Note: WordPress currently only officially supports Node.js 20.x and npm 10.x.

You will also need Docker installed and running on your computer. Docker is the virtualization software that powers the local development environment. Docker can be installed just like any other regular application.

Development Environment Commands

Ensure Docker is running before using these commands.

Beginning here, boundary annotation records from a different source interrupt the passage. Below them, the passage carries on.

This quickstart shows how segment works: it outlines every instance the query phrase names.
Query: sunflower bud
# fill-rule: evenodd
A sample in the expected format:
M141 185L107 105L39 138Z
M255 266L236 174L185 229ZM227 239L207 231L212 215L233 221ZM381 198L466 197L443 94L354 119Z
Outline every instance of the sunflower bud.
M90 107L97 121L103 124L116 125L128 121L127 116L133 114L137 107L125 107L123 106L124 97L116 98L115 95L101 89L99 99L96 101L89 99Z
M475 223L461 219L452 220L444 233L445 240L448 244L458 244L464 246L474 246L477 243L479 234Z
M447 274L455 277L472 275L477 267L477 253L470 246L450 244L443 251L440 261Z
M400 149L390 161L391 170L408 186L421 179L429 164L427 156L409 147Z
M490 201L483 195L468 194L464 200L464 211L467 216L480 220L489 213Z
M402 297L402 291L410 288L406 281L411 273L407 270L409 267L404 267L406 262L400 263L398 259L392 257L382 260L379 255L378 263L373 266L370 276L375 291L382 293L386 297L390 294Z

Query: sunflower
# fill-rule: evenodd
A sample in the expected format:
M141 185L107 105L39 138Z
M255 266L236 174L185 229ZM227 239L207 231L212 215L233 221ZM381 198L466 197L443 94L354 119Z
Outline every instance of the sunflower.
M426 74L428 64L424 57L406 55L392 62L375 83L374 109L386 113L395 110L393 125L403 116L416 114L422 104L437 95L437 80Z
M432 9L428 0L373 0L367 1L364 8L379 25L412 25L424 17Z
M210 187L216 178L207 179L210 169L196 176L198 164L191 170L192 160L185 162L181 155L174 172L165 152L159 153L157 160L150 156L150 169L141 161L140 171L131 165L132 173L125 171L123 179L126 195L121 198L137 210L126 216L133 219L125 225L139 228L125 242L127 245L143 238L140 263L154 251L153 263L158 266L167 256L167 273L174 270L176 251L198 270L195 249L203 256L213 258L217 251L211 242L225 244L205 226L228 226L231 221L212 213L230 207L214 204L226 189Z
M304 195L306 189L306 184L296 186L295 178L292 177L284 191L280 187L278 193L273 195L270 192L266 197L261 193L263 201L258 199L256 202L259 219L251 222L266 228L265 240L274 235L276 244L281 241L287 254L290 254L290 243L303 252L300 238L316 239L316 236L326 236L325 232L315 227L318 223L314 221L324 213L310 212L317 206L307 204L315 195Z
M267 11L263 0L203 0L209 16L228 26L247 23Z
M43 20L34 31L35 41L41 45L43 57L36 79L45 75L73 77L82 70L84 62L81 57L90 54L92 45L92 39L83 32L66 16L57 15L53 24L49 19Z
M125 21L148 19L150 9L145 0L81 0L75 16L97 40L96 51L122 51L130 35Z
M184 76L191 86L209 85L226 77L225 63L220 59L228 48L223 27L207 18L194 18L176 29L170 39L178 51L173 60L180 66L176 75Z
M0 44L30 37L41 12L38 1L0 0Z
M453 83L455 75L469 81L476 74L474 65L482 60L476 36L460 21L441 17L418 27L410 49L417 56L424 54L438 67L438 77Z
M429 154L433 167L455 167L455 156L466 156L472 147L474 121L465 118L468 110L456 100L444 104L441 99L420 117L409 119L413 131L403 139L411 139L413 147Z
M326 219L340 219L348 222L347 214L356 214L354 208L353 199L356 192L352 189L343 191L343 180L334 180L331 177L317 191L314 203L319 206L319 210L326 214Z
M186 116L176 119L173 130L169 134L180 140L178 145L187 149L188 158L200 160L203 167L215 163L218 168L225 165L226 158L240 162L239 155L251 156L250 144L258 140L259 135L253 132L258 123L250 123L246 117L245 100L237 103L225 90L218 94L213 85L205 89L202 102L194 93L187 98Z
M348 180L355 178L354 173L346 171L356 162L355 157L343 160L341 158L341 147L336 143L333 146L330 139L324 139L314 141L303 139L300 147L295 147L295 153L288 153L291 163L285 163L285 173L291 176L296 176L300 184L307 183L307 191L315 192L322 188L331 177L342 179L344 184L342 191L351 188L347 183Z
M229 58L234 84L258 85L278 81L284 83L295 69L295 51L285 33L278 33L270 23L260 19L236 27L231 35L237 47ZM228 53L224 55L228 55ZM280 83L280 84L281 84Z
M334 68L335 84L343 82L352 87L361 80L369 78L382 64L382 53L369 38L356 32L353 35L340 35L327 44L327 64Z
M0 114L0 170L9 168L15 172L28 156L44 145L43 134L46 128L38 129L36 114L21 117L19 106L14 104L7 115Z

To start the development environment for the first time

Clone the current repository using git clone https://github.com/WordPress/wordpress-develop.git. Then in your terminal move to the repository folder cd wordpress-develop and run the following commands:

npm install
npm run build:dev
npm run env:start
npm run env:install

Your WordPress site will be accessible at http://localhost:8889. You can see or change configurations in the .env file located at the root of the project directory.

To watch for changes

If you're making changes to WordPress core files, you should start the file watcher in order to build or copy the files as necessary:

npm run dev

To stop the watcher, press ctrl+c.

To run a WP-CLI command

npm run env:cli -- <command>

WP-CLI has many useful commands you can use to work on your WordPress site. Where the documentation mentions running wp, run npm run env:cli -- instead. For example:

npm run env:cli -- help

To run the tests

These commands run the PHP and end-to-end test suites, respectively:

npm run test:php
npm run test:e2e

You can pass extra parameters into the PHP tests by adding -- and then the command-line options:

npm run test:php -- --filter <test name>
npm run test:php -- --group <group name or ticket number>

To restart the development environment

You may want to restart the environment if you've made changes to the configuration in the docker-compose.yml or .env files. Restart the environment with:

npm run env:restart

To stop the development environment

You can stop the environment when you're not using it to preserve your computer's power and resources:

npm run env:stop

To start the development environment again

Starting the environment again is a single command:

npm run env:start

Credentials

These are the default environment credentials:

  • Database Name: wordpress_develop
  • Username: root
  • Password: password

To login to the site, navigate to http://localhost:8889/wp-admin.

  • Username: admin
  • Password: password

Note: With Codespaces, open the portforwarded URL from the ports tab in the terminal, and append /wp-admin to login to the site.

To generate a new password (recommended):

  1. Go to the Dashboard
  2. Click the Users menu on the left
  3. Click the Edit link below the admin user
  4. Scroll down and click 'Generate password'. Either use this password (recommended) or change it, then click 'Update User'. If you use the generated password be sure to save it somewhere (password manager, etc).